Use program:
Shorthanded sailing for both racing and cruising.
Demountable and able to fit into a tallboy container.
This design is the latest update to a design that I did several years ago for Phil Steggall.
It also has several features that I developed while sailing my own F40 Geko. First of these is the addition of an actual cabin from main hull flare. Any time a few people come aboard for a sail, their gear has to go somewhere, The 7 foot wide cabin also allows a canopy to hide under in bad weather. On the much narrower Geko, that space was taken up by winches.
The outboard is mounted beside the cockpit instead of back on the transom. When shorthanding having the motor right there without leaving the cockpit is important. On the Geko an 8 hp outboard would push it to 7 knots in chop and once did 11 knots on flat water.
It has a single board in the main hull. Vertical and aft of the mast a bit. In Marchaj we find that a vertical board has the most even stall characteristics and also less deflection for the span. Fully down, the board is a couple of feet below the cabin top. Downwind the boom can be lifted a couple of feet to reduce board draft. I don’t understand the trimarans that suffer the inefficiency of swept boards.
Board down, the draft is something like 10 feet.

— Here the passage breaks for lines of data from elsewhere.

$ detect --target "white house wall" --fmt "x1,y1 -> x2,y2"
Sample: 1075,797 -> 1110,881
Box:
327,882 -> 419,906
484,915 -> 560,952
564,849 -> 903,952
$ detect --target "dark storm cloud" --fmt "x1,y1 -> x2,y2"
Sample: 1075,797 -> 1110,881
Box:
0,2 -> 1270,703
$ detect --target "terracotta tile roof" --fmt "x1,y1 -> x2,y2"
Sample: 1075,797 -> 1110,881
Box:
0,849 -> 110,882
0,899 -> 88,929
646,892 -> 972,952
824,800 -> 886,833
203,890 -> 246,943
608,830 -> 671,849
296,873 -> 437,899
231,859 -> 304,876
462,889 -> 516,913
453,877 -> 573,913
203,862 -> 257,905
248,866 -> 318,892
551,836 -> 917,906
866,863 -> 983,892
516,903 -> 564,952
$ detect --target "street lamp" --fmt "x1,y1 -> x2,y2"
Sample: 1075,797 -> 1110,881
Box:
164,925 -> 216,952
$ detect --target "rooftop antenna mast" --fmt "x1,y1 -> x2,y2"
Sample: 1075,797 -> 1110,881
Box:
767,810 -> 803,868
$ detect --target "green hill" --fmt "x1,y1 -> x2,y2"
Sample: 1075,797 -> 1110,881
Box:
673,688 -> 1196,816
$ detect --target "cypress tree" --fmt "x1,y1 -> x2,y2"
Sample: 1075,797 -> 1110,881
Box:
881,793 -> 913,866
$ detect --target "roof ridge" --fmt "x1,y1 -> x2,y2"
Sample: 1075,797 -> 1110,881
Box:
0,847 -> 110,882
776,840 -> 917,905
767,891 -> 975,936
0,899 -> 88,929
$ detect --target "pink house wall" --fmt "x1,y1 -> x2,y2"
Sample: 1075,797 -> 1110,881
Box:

As usual it has 200% buoyancy amas.
Presently the design has ama rudders.
Foils were not chosen as they work best with larger crews.
Construction is strip foam and unidirectional e-glass for the main hull. The amas could be the same or even a combination of developed plywood and carbon fiber.
Beams are core with carbon fiber.
Geometry is virtually square with the width almost a much as the length overall. Doesn’t that make it wider than a Rapido 60?
I just got this picture from Fisherman’s Bay, Lopez Island. No wake and fast. Of course. I don’t know what design. It looks about right to me though.
Maybe a bit bigger amas with reverse bows also. For that badly timed run out Cattle Pass.
I just got this picture of one of my 37′ trimaran designs from the old days. It must have been the third or fourth design I ever did. August 1986. Hand drawing days. I’m struck by how good it looks to me at the first telling glance. Cylinder molded plywood epoxy. I hear that it also may be for sale soon.
I am doing more scans from the old photos. This is Smoholla the Shaman racing, probably in summer 1981. It would have had the board instead of the keel, but with the old amas still.
Its interesting that we are behind Seafire, a Brown 40, as we won every race that year. Except a second against Limelight at Hoggshead. The mug is the diabolically brilliant Bob Dean. I’m not sure who the speedy cat on the left is. Maybe it is Limelight. This was a scan of an ancient Xerox. You use what you got; goes for photos and sail wardrobes.
One of the fun things about this job is that I get to see all kinds of things.
Someone sent this to me asking if I wanted to invest in this big production run. I’m always amused that the proponents of these kind of units are so certain of their success, without any water miles.
I finally got the first run of modeling the updated 23 daysail trimaran. Version B will have ama rudders and the even hotter version C will have foils. It is a developed plywood/epoxy unit with core vacuum bagged onto the flat surfaces needing that. And carbon fiber where it helps. At around 360 kg lightship weight, it can be built for around $5000 us in construction materials. The connecting beams should be carbon mast sections. The camper version comes next.
A couple of people have noted to me that this new MM TF-10 looks like my Trikala 19, with foils.
I must have come up in the world. MM used to only copy Tony Grainger.
Has to be another Palmer Johnson. Not sure why they even bothered adding the amas. It is still a huge fuel guzzling megayacht. It must be some kind of cultural change when vestigal amas are added to megayachts as style points.